Personal information
- Nationality: Canada
- Born: 13 April 1993 (age 32) Saint-Alphonse-Rodriguez, Quebec
- Height: 1.87 m (6 ft 2 in)
- Spike: 315 cm (124 in)
- Block: 295 cm (116 in)
- College / University: Montreal Carabins

Volleyball information
- Position: Opposite spiker
- Current club: Sm'Aesch Pfeffingen
- Number: 19

National team
| 2017–present | Canada |

= Marie-Alex Bélanger =

Canadian women's volleyball player (born 1993)

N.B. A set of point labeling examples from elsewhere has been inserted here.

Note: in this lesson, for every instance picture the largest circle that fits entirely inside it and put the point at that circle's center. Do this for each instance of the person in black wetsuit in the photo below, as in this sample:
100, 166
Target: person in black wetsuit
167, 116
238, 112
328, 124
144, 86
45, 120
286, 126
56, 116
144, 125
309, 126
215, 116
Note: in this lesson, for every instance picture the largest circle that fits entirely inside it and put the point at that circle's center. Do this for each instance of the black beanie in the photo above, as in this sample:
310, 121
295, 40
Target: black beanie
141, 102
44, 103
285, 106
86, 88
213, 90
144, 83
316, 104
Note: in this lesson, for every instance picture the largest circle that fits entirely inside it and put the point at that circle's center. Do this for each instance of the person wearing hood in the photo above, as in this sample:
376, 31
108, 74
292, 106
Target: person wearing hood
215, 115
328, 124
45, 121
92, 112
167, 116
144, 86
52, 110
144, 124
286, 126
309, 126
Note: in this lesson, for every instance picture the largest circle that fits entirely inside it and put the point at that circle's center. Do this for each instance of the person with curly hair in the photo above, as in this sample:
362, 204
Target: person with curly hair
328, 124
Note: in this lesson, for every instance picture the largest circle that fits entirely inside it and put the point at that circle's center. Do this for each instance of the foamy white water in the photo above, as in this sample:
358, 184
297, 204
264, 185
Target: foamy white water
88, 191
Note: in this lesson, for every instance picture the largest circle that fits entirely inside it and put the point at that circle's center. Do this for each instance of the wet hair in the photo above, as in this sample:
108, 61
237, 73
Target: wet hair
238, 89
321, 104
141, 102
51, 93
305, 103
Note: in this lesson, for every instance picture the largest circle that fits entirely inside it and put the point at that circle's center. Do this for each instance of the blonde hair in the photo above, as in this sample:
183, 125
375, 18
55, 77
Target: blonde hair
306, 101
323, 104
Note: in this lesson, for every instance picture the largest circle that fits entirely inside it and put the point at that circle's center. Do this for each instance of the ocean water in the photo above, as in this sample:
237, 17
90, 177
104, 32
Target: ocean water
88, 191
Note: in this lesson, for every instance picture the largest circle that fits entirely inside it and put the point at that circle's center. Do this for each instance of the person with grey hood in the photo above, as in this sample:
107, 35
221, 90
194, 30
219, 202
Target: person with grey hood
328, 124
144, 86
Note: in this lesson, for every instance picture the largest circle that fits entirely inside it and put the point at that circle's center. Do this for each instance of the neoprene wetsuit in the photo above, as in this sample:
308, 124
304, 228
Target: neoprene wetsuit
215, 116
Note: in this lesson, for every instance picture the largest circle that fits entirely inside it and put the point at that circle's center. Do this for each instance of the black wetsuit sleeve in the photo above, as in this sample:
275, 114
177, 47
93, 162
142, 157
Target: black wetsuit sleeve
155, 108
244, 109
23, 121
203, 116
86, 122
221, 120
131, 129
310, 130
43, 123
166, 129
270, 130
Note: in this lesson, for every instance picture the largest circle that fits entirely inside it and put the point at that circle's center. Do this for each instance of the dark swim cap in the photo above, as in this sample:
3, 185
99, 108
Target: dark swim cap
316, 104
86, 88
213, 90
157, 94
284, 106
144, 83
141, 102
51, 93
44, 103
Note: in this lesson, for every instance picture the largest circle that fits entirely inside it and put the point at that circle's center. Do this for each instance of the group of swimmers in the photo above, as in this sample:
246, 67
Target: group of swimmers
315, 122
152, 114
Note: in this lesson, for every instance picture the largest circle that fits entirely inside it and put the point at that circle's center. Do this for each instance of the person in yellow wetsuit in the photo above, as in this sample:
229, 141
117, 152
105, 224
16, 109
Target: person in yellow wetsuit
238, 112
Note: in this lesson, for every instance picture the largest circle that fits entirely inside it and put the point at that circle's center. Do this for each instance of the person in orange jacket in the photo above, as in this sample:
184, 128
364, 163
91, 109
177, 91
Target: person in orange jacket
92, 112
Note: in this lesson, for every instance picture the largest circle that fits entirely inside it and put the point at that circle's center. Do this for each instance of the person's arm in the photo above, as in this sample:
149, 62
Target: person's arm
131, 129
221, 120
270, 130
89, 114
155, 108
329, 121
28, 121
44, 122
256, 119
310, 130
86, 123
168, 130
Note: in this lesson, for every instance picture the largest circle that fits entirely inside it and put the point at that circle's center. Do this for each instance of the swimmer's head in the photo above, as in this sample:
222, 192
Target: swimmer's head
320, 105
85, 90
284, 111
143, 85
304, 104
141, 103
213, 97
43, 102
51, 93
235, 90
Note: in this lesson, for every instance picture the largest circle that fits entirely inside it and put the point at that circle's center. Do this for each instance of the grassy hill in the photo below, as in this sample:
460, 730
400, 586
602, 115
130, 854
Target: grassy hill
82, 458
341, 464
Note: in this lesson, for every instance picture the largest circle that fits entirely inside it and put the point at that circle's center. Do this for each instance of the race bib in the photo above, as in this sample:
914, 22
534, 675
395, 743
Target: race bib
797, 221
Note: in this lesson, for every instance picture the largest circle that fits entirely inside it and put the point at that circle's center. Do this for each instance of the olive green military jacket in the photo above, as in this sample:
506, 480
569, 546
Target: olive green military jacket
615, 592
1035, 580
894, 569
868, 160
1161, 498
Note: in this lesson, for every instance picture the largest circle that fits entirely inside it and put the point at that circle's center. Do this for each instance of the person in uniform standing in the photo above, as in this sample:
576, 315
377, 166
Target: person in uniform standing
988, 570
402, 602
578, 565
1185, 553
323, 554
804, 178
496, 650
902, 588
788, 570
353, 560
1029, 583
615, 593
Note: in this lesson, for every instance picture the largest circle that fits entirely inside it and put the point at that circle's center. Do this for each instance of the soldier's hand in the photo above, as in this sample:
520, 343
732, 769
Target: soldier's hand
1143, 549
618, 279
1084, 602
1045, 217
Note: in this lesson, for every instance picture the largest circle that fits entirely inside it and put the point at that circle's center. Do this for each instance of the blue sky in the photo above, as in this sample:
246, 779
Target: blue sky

Marie-Alex Bélanger (born 13 April 1993) is a Canadian female volleyball player. She was part of the Canada women's national volleyball team, and participated at the 2017 FIVB Volleyball World Grand Prix, and 2018 FIVB Volleyball Women's World Championship.

==University career==
Bélanger played U Sports volleyball for the University of Montreal Carabins for five seasons from 2013 to 2018. At the U Sports National Championship, she was a member of the bronze medal Carabins team in 2015. In 2018, she won both the Mary Lyons Award for U Sports Women's Volleyball Player of the Year and also the BLG Award for the U Sports Female Athlete of the Year.